BitTorrent causing norton security alerts?

[DJFuji]

It seems like ever since i disabled windows XP firewall and started port forwarding 6881-6999 on my router, ive been getting tons of Norton Firewall alerts saying that there is a remote system attempting to access my computer on port 688x.

This seems perfectly logical because i have BT loaded, but what makes me paranoid is that i've already given the bt program full network access via norton's control panel. These alerts seem to imply that the access attempts are unrelated to BT. It would be really brilliant on a hacker's part if that was the case, because i can't tell if the attempts are rogue or benign.

If they are all safe, how do i prevent norton from alerting me every 2 seconds? There doesn't appear to be any way to universally open the 688x port range...

 

[onelin]

here's what I came up with after thinking about the issue for a little while (from a reply to your other post)...

I have a guess as to why norton gives the warnings, though. You authorized the application to send and receive as much as it wants. That's fine, however, with BT, the tracker tells random people 'hey, send this guy some pieces of the torrent...he looks like he's uploading to others so he deserves some more speed' and is not a direct 'request' by the application, rather, by the tracker itself. the application just accepts these unrequested transactions and adds it to the BT download pool towards your file's completion.

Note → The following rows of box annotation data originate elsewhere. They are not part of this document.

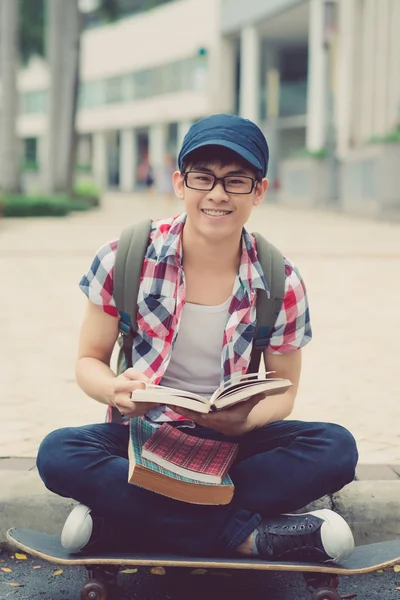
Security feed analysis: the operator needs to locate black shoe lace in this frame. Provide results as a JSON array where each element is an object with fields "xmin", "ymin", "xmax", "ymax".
[{"xmin": 256, "ymin": 515, "xmax": 329, "ymax": 562}]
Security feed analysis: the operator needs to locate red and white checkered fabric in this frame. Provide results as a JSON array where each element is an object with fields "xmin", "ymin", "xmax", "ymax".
[{"xmin": 80, "ymin": 213, "xmax": 311, "ymax": 422}]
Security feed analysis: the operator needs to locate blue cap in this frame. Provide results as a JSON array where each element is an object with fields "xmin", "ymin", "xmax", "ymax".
[{"xmin": 178, "ymin": 114, "xmax": 269, "ymax": 177}]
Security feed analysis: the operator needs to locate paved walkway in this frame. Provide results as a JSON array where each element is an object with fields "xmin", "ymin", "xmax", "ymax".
[{"xmin": 0, "ymin": 194, "xmax": 400, "ymax": 465}]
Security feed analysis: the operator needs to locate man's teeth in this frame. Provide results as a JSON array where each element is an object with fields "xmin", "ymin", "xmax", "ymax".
[{"xmin": 203, "ymin": 208, "xmax": 231, "ymax": 217}]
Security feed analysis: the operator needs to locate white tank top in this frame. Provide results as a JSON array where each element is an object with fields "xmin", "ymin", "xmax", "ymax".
[{"xmin": 160, "ymin": 298, "xmax": 231, "ymax": 397}]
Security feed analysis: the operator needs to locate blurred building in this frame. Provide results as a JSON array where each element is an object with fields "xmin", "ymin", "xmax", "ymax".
[
  {"xmin": 18, "ymin": 0, "xmax": 225, "ymax": 191},
  {"xmin": 19, "ymin": 0, "xmax": 400, "ymax": 212},
  {"xmin": 221, "ymin": 0, "xmax": 400, "ymax": 206}
]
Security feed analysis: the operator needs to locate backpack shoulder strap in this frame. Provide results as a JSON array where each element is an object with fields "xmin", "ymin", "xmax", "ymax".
[
  {"xmin": 114, "ymin": 219, "xmax": 152, "ymax": 366},
  {"xmin": 111, "ymin": 219, "xmax": 152, "ymax": 423},
  {"xmin": 248, "ymin": 233, "xmax": 286, "ymax": 373}
]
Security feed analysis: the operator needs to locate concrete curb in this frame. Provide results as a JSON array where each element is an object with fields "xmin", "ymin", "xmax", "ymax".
[{"xmin": 0, "ymin": 470, "xmax": 400, "ymax": 549}]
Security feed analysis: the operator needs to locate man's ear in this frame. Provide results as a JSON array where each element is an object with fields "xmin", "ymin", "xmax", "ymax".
[
  {"xmin": 253, "ymin": 177, "xmax": 269, "ymax": 206},
  {"xmin": 172, "ymin": 171, "xmax": 185, "ymax": 200}
]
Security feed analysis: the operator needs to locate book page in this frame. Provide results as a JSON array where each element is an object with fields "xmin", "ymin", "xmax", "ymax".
[
  {"xmin": 210, "ymin": 371, "xmax": 275, "ymax": 404},
  {"xmin": 138, "ymin": 383, "xmax": 209, "ymax": 404}
]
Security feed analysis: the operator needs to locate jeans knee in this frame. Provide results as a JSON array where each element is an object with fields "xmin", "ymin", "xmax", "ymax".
[
  {"xmin": 36, "ymin": 428, "xmax": 69, "ymax": 489},
  {"xmin": 326, "ymin": 423, "xmax": 358, "ymax": 487}
]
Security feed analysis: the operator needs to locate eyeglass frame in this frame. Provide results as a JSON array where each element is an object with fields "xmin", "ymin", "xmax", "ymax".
[{"xmin": 182, "ymin": 171, "xmax": 261, "ymax": 196}]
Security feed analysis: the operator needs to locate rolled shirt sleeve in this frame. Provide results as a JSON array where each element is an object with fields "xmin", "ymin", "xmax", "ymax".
[
  {"xmin": 267, "ymin": 259, "xmax": 312, "ymax": 354},
  {"xmin": 79, "ymin": 240, "xmax": 118, "ymax": 317}
]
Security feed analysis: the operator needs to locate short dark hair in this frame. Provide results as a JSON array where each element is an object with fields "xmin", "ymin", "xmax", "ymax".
[{"xmin": 181, "ymin": 145, "xmax": 262, "ymax": 181}]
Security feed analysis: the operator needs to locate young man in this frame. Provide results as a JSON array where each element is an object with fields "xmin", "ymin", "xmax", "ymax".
[{"xmin": 37, "ymin": 115, "xmax": 357, "ymax": 561}]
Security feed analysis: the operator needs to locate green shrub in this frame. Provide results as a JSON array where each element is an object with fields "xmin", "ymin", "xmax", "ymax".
[
  {"xmin": 0, "ymin": 194, "xmax": 91, "ymax": 217},
  {"xmin": 22, "ymin": 159, "xmax": 39, "ymax": 173},
  {"xmin": 76, "ymin": 163, "xmax": 92, "ymax": 173},
  {"xmin": 74, "ymin": 181, "xmax": 100, "ymax": 198}
]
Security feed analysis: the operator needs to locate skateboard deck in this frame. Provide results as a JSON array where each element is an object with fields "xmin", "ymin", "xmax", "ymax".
[{"xmin": 7, "ymin": 527, "xmax": 400, "ymax": 600}]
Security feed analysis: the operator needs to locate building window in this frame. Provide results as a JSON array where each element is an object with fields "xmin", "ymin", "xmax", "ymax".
[
  {"xmin": 21, "ymin": 90, "xmax": 47, "ymax": 114},
  {"xmin": 22, "ymin": 138, "xmax": 38, "ymax": 171},
  {"xmin": 21, "ymin": 52, "xmax": 208, "ymax": 113}
]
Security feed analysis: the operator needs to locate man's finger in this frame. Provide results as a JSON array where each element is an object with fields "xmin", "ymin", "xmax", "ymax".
[{"xmin": 123, "ymin": 367, "xmax": 150, "ymax": 383}]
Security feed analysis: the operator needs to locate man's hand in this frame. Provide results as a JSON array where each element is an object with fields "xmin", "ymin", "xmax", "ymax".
[
  {"xmin": 111, "ymin": 369, "xmax": 159, "ymax": 418},
  {"xmin": 171, "ymin": 394, "xmax": 266, "ymax": 436}
]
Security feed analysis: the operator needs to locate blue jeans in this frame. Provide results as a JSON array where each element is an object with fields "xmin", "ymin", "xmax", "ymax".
[{"xmin": 37, "ymin": 421, "xmax": 358, "ymax": 556}]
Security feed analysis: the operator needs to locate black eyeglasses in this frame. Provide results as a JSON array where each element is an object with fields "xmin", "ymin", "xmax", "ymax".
[{"xmin": 184, "ymin": 171, "xmax": 257, "ymax": 194}]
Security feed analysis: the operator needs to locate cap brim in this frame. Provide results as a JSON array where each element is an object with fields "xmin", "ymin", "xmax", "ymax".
[{"xmin": 181, "ymin": 140, "xmax": 264, "ymax": 171}]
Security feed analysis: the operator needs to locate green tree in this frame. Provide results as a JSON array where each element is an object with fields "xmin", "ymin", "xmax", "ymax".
[
  {"xmin": 0, "ymin": 0, "xmax": 19, "ymax": 192},
  {"xmin": 19, "ymin": 0, "xmax": 45, "ymax": 63}
]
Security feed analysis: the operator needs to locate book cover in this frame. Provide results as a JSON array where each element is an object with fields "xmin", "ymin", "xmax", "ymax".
[
  {"xmin": 142, "ymin": 423, "xmax": 238, "ymax": 483},
  {"xmin": 128, "ymin": 417, "xmax": 234, "ymax": 504}
]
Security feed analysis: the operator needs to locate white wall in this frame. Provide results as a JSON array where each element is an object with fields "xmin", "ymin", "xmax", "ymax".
[{"xmin": 81, "ymin": 0, "xmax": 219, "ymax": 80}]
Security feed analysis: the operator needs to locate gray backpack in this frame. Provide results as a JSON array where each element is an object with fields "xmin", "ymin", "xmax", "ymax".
[{"xmin": 112, "ymin": 219, "xmax": 285, "ymax": 421}]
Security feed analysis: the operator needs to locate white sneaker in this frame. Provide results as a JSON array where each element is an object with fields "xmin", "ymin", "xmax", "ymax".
[
  {"xmin": 61, "ymin": 504, "xmax": 93, "ymax": 554},
  {"xmin": 255, "ymin": 509, "xmax": 354, "ymax": 562}
]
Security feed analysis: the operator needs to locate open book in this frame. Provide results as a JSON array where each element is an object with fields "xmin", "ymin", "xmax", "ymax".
[{"xmin": 131, "ymin": 373, "xmax": 292, "ymax": 413}]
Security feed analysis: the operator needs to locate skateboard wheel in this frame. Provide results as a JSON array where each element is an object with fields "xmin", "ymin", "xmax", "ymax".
[
  {"xmin": 312, "ymin": 588, "xmax": 340, "ymax": 600},
  {"xmin": 81, "ymin": 579, "xmax": 107, "ymax": 600},
  {"xmin": 150, "ymin": 567, "xmax": 166, "ymax": 575}
]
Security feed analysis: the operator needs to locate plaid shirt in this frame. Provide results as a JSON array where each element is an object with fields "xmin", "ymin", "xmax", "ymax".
[{"xmin": 80, "ymin": 213, "xmax": 311, "ymax": 422}]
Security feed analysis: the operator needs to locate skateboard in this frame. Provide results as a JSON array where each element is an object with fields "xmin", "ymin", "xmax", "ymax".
[{"xmin": 7, "ymin": 527, "xmax": 400, "ymax": 600}]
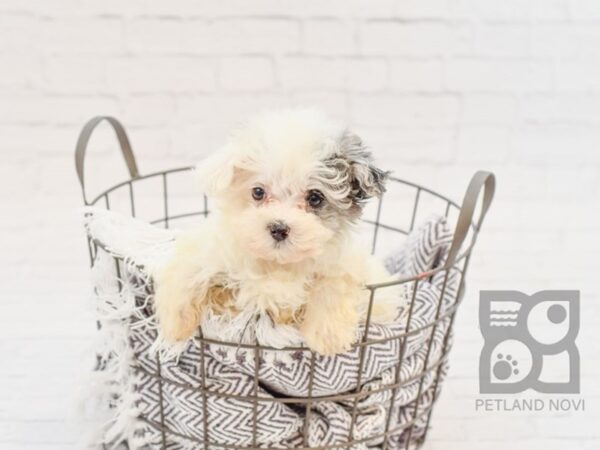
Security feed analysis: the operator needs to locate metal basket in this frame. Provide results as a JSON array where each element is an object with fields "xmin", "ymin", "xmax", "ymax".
[{"xmin": 75, "ymin": 117, "xmax": 495, "ymax": 450}]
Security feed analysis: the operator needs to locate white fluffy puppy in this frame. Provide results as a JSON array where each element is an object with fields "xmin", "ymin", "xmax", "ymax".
[{"xmin": 155, "ymin": 110, "xmax": 399, "ymax": 354}]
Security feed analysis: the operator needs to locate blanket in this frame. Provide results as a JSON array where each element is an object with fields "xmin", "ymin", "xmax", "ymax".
[{"xmin": 85, "ymin": 208, "xmax": 459, "ymax": 450}]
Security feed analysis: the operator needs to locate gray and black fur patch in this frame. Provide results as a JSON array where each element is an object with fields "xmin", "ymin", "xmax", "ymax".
[{"xmin": 316, "ymin": 131, "xmax": 388, "ymax": 221}]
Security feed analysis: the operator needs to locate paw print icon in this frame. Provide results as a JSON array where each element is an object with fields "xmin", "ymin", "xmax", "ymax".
[{"xmin": 479, "ymin": 291, "xmax": 580, "ymax": 394}]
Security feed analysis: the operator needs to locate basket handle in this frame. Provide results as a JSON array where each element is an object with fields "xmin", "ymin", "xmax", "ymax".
[
  {"xmin": 75, "ymin": 116, "xmax": 140, "ymax": 205},
  {"xmin": 444, "ymin": 170, "xmax": 496, "ymax": 269}
]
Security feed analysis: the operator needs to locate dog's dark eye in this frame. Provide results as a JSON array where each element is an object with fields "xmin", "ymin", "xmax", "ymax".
[
  {"xmin": 306, "ymin": 191, "xmax": 325, "ymax": 208},
  {"xmin": 252, "ymin": 186, "xmax": 265, "ymax": 202}
]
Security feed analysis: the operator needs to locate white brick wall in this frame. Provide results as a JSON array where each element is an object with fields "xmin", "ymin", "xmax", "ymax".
[{"xmin": 0, "ymin": 0, "xmax": 600, "ymax": 450}]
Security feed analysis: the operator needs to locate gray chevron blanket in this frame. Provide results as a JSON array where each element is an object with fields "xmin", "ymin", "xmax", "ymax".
[{"xmin": 85, "ymin": 209, "xmax": 459, "ymax": 450}]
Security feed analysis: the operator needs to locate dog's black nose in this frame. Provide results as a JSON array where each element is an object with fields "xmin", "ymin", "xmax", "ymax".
[{"xmin": 269, "ymin": 221, "xmax": 290, "ymax": 242}]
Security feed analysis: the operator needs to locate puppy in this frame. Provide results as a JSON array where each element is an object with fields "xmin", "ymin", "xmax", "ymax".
[{"xmin": 155, "ymin": 110, "xmax": 399, "ymax": 355}]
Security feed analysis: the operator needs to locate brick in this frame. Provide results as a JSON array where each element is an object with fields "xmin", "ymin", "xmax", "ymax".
[
  {"xmin": 359, "ymin": 20, "xmax": 451, "ymax": 57},
  {"xmin": 43, "ymin": 55, "xmax": 107, "ymax": 94},
  {"xmin": 302, "ymin": 20, "xmax": 355, "ymax": 55},
  {"xmin": 122, "ymin": 95, "xmax": 176, "ymax": 127},
  {"xmin": 445, "ymin": 59, "xmax": 554, "ymax": 93},
  {"xmin": 107, "ymin": 56, "xmax": 216, "ymax": 93},
  {"xmin": 451, "ymin": 0, "xmax": 533, "ymax": 22},
  {"xmin": 556, "ymin": 59, "xmax": 600, "ymax": 93},
  {"xmin": 279, "ymin": 57, "xmax": 387, "ymax": 92},
  {"xmin": 569, "ymin": 0, "xmax": 600, "ymax": 21},
  {"xmin": 531, "ymin": 0, "xmax": 570, "ymax": 22},
  {"xmin": 0, "ymin": 53, "xmax": 42, "ymax": 90},
  {"xmin": 531, "ymin": 23, "xmax": 600, "ymax": 59},
  {"xmin": 0, "ymin": 96, "xmax": 119, "ymax": 125},
  {"xmin": 219, "ymin": 57, "xmax": 275, "ymax": 91},
  {"xmin": 457, "ymin": 125, "xmax": 514, "ymax": 164},
  {"xmin": 125, "ymin": 18, "xmax": 183, "ymax": 53},
  {"xmin": 518, "ymin": 93, "xmax": 600, "ymax": 123},
  {"xmin": 461, "ymin": 94, "xmax": 518, "ymax": 125},
  {"xmin": 184, "ymin": 18, "xmax": 300, "ymax": 55},
  {"xmin": 475, "ymin": 24, "xmax": 532, "ymax": 58},
  {"xmin": 390, "ymin": 59, "xmax": 444, "ymax": 92},
  {"xmin": 39, "ymin": 17, "xmax": 124, "ymax": 54},
  {"xmin": 515, "ymin": 122, "xmax": 600, "ymax": 165},
  {"xmin": 350, "ymin": 95, "xmax": 459, "ymax": 128}
]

As for a solution, I find it to be a damn shame that a software fireawll won't let you open a port range with no restriction. You'd either want to lower your level of alert (not necessarily recommended), or, if it bothers you a lot, use a different firewall I took a little while to think of a reason since I don't want to just tell you 'norton internet security is teh suxx0r' since that's no help...however, I personally don't trust it.

In case you're curious, I'm also behind a router and run Trend Micro's Internet Security 2004. It doesn't have application-based trust, but you can control in and outbound with port exceptions.

 

[DJFuji]

hm...ok. Well i found a way to sort of turn off alerts. It's unfortuantely that i had to open every port up to do it, and norton will only block transmissions of known trojan activity. This kind of opens me up, but i'll see about configuring XP's firewall and my hardware firewall to kind of pick up the slack there. Thanks.